The most common way to avoid stress is to avoid it.

​

The most common way to avoid stress is to avoid it.

​

2. Avoiding stress

​

The most common way to avoid stress is to avoid it.

​

The most common way to avoid stress is to avoid it.

​

3. Avoiding stress

​

The most common way to avoid stress is to avoid it.

​

The most common way to avoid stress is to avoid it.

​

4. Avoiding stress

​

The most common way to avoid stress is to avoid it.

​

The most common way to avoid stress is to avoid it.

​

5. Avoiding stress

​

The most common way to avoid stress is to avoid it.

​

The most common way to avoid stress

​

Top-p 0.3 (Conservative: Generates probable responses with less risk.):

​

What are some effective ways to manage stress in daily life?

​

What are some effective ways to manage stress in daily life?

​

What are some effective ways to manage stress in daily life?

​

What are some effective ways to manage stress in daily life?

​

What are some effective ways to manage stress in daily life?

​

What are some effective ways to manage stress in daily life?

​

What are some effective ways to manage stress in daily life?

​

What are some effective ways to manage stress in daily life?

​

What are some effective ways to manage stress in daily life?

​

What are some effective ways to manage stress in daily life?

​

What are some effective ways to manage stress in daily life?

​
What are some effective ways to manage stress in daily life?
​
What are some effective ways to manage stress in daily life?
​
What are some effective ways to manage stress in daily life?
​
What are some effective
​
Top-p 0.5 (Balanced: A mix of safe and creative responses.):
​
What are some effective ways to manage stress in daily life?
​
1. Stay on top of your body's natural stress levels
​
When you're stressed, your body's natural stress levels are low.
​
If you're stressed, your body's natural stress levels are high.
​
If you're stressed, your body's natural stress levels are low.
​
2. Avoid excessive exercise
​
Exercise can make you feel better.
​
Exercise can make you feel better.
​
3. Get up early to avoid fatigue
​
Exercise can make you feel better.
​
Exercise can make you feel better.
​
4. Avoid the temptation to take the wrong thing
​
Exercise can make you feel better.
​
Exercise can make you feel better.
​
5. Avoid eating the wrong foods
​
Exercise can make you feel better.
​
Exercise can make you feel better.
​
6. Avoid the temptation to
​
Top-p 0.7 (Creative: Generates more diverse and creative responses.):
​
What are some effective ways to manage stress in daily life?
​
I am talking about a very specific situation.

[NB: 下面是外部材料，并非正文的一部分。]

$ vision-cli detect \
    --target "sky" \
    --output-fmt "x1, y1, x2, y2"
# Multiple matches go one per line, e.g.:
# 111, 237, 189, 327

The person I am talking about has been stressed, but has not been doing much work for a long time. I want to tell you, because this person has had a lot of stress in his life, that it is not something you can just go back to. But what I'm trying to say is, that if you don't have a job, you have to go back to work every day, so you can spend more time with your family. So I've been doing that for a long time now. And so, that is a very common occurrence.
​
But what do you think is the best way to deal with the stress?
​
You know, it's not easy to deal with it. It is very difficult to deal with the stress that we experience. So, that is a very good way to deal with it. So, I think it's the
​
Top-p 0.9 (Very creative: Allows for highly diverse and less probable responses.):
​
What are some effective ways to manage stress in daily life?
​
There are many things that can be done by daily meditation and practice. As a general rule of thumb, meditation can help you stay mindful of your own needs, goals, feelings, desires, emotions, and the life and emotions around you.
​
The purpose of meditation is to feel a deep desire to practice more, to be more mindful, and to be more productive. It also serves to enhance your overall well-being.
​
1. Be active, be creative, be mindful, and be optimistic.
​
This is where the first step towards meditation comes from. If we're looking for inspiration, there's a whole section on being "active" and "creative."
​
While I'm not sure I know much about meditation, I know some of its practitioners and some that I never met. My mom used to tell me that she'd always find a way to make her feel more connected and involved.

现在让我们来理解这个输出。

Top-P 0.1 – 非常保守：由于模型从可能的后续单词选择的前10%中进行选择，因此生成的内容中有大量的重复。因此，这个回应缺乏多样性，而且大多数时候也不够信息丰富。
0.3 的 Top-P 保守设置：该模型从可能的后续词汇中选择前30%，因此它比之前的 Top-P 设置略微不太保守。从输出结果可以看出，这并没有改善内容生成，并且提示在完成过程中被重复使用。在这种情况下，提示的重复意味着模型认为提示本身是最可能的后续内容。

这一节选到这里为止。